Questa è una storia di calcio e di vita ma anche di morte e tragedia. Weisz nella città “dotta” rimase tre stagioni, vincendo due scudetti consecutivi e il Trofeo dell’Esposizione in Europa (l’equivalente dell’odierna Champions League). Il Grande Bologna di Weisz vinse contro i francesi del Sochaux e i cecoslovacchi dello Slavia. In finale a Parigi la squadra aveva da vedersela con gli inglesi del Chelsea. Impossibile vincere. Invece il Bologna vinse per 4 a 1. Fu il trionfo dello squadrone che faceva tremare il mondo. Vittorio Pozzo – che ammirava e seguiva Weisz – gli “rubò” idee, innovazioni, prove e studi perché capì (come scrisse anche nella prefazione al libro di Weisz “Il giuoco del calcio”) che per lui il gioco era studio e conoscenza. La famiglia Weisz – con Ilona (Elena) avevano due figli, Roberto e Clara – abitava in via Valeriani 39, a meno di un chilometro dal Littoriale. Negli anni che vanno dal 1935 al 1938 Arpad era l’uomo più noto e apprezzato che ci fosse a Bologna, era l’allenatore della squadra famosa in Europa. La squadra di Gianni, Fiorini, Gasperi, Montesanto, Andreolo, Corsi, Maini, Sansone, Schiavio, Fedullo, Reguzzoni.

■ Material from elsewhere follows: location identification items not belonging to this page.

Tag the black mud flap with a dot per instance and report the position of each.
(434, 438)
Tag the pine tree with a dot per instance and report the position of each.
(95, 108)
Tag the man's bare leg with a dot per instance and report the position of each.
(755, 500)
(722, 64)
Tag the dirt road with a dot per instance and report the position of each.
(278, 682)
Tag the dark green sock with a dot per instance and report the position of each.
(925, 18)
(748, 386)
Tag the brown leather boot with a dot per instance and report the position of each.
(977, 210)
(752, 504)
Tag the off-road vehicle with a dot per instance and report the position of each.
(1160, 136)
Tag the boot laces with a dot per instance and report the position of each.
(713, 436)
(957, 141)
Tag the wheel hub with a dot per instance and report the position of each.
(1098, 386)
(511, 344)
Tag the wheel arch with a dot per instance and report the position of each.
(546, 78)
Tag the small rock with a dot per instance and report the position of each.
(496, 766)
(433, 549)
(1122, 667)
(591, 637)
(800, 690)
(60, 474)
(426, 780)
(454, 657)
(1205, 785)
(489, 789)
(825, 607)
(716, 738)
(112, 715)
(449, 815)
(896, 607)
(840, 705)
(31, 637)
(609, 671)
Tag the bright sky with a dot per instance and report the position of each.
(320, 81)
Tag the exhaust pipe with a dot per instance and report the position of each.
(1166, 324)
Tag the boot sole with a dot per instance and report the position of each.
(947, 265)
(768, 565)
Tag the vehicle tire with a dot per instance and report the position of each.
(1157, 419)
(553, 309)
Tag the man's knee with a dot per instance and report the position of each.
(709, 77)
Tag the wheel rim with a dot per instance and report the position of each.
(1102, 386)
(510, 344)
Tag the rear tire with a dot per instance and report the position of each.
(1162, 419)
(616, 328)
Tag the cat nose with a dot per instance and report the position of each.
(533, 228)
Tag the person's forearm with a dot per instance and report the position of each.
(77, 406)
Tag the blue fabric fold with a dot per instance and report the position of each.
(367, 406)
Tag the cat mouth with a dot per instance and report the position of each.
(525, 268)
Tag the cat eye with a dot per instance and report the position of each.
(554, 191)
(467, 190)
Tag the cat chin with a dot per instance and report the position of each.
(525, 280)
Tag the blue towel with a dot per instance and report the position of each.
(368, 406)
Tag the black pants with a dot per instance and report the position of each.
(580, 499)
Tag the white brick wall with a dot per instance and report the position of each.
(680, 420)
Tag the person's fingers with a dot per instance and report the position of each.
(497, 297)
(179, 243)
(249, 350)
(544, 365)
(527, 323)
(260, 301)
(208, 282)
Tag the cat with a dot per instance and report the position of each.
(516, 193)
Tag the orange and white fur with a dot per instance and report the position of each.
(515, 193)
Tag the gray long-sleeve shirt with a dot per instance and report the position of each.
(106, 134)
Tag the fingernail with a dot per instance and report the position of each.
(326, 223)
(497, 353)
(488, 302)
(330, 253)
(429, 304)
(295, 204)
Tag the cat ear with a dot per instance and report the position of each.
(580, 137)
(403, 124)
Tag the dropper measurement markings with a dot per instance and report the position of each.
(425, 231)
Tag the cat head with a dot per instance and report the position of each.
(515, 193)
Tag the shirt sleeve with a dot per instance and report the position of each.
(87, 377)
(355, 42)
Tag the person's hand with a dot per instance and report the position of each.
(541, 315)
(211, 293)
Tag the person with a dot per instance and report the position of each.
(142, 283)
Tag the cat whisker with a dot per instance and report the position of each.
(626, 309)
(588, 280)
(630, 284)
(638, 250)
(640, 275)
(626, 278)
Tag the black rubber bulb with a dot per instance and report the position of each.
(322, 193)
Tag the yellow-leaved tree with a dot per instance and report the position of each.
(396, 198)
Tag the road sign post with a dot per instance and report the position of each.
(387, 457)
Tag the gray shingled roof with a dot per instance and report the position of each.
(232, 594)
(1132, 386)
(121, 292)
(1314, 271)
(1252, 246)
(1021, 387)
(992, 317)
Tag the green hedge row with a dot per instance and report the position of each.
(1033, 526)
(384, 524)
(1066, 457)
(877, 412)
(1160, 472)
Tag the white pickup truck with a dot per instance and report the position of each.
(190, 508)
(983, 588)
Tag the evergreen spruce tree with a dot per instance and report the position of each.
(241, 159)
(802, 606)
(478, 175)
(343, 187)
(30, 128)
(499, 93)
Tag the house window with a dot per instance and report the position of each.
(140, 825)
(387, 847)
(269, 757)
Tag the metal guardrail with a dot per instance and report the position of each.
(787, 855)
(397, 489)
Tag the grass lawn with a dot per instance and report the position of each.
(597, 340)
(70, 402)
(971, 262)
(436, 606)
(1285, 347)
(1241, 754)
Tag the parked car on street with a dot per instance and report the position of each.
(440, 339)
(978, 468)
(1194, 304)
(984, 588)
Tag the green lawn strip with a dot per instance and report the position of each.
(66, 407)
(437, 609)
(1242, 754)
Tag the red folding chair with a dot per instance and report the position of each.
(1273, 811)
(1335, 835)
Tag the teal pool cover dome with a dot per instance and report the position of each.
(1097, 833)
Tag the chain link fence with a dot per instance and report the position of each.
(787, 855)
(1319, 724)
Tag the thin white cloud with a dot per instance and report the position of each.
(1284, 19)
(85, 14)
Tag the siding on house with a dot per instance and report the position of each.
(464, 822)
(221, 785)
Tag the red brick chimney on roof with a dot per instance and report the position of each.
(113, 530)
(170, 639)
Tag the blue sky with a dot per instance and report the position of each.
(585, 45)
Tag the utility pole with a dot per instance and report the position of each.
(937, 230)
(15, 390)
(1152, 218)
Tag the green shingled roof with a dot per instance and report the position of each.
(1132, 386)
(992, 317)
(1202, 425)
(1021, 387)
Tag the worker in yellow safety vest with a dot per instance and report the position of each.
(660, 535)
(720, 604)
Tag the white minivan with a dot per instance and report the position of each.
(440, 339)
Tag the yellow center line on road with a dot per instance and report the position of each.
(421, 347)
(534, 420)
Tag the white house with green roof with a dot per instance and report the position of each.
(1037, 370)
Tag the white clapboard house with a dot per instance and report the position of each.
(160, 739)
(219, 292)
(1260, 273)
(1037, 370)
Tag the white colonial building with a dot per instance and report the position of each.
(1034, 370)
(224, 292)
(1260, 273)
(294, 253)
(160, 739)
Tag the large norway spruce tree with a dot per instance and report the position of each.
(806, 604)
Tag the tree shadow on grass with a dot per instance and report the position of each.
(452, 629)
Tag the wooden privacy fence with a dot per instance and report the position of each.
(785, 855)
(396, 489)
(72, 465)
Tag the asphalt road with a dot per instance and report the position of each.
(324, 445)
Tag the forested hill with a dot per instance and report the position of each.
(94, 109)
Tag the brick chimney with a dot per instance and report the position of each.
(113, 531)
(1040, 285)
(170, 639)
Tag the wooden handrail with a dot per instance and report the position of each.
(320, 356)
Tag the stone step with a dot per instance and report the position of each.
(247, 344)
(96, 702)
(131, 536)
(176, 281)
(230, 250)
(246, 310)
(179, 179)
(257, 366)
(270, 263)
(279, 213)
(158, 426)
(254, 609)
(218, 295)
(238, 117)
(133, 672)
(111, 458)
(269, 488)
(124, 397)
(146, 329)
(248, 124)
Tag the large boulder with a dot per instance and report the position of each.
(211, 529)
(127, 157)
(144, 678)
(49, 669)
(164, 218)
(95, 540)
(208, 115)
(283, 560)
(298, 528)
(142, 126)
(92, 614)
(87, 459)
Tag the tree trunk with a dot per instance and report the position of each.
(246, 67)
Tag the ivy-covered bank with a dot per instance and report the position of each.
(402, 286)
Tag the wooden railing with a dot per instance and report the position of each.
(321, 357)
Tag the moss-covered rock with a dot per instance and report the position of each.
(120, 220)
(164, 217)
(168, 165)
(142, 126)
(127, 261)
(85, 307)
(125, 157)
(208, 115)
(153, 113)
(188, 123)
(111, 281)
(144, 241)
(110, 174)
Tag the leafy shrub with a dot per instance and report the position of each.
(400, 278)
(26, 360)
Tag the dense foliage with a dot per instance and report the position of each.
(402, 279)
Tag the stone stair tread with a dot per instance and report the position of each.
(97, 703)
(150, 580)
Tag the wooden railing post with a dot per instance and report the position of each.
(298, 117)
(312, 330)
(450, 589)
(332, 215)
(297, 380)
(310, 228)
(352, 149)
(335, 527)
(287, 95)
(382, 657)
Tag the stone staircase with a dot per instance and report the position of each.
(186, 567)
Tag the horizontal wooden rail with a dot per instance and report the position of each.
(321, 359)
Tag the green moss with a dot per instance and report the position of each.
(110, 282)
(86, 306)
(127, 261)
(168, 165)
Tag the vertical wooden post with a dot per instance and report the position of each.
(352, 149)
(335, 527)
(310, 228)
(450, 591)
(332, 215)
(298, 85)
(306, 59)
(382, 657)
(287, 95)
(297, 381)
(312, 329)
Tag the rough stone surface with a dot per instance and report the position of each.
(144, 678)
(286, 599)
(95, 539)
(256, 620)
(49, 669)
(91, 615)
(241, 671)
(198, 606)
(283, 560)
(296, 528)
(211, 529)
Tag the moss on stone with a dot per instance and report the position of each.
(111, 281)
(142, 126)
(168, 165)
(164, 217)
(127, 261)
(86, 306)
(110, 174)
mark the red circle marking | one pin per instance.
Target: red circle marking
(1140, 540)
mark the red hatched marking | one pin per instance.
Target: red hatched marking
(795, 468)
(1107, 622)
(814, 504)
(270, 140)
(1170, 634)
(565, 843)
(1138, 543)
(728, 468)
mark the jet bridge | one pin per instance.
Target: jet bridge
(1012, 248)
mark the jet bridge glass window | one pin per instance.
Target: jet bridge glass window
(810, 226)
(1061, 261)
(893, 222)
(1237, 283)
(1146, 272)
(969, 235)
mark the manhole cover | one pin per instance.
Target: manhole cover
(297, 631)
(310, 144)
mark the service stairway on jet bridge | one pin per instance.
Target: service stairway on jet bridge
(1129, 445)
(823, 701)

Arpad Weisz era il calcio. Poi il buio. L’uomo che inventò il calcio moderno venne condannato a morte e alla damnatio memoriae. Nessuno, nessuno, nessuno lo salvò. Tutti conoscevano i Weisz, nessuno li salvò dall’inferno. La macchina dello sterminio si era messa in moto. Non ci fu scampo. L’ultima partita del suo Bologna fu contro la Lazio: disputata il 16 ottobre 1938, fu vinta per 2 a 0. “La Gazzetta dello Sport” ancora una volta ebbe elogi per la squadra dell’ungherese. Fu l’ultima volta. Poi il silenzio. Sulla stampa italiana non si scrisse più di lui, come se non fosse mai esistito. Weisz era già morto prima di morire. Ucciso due volte.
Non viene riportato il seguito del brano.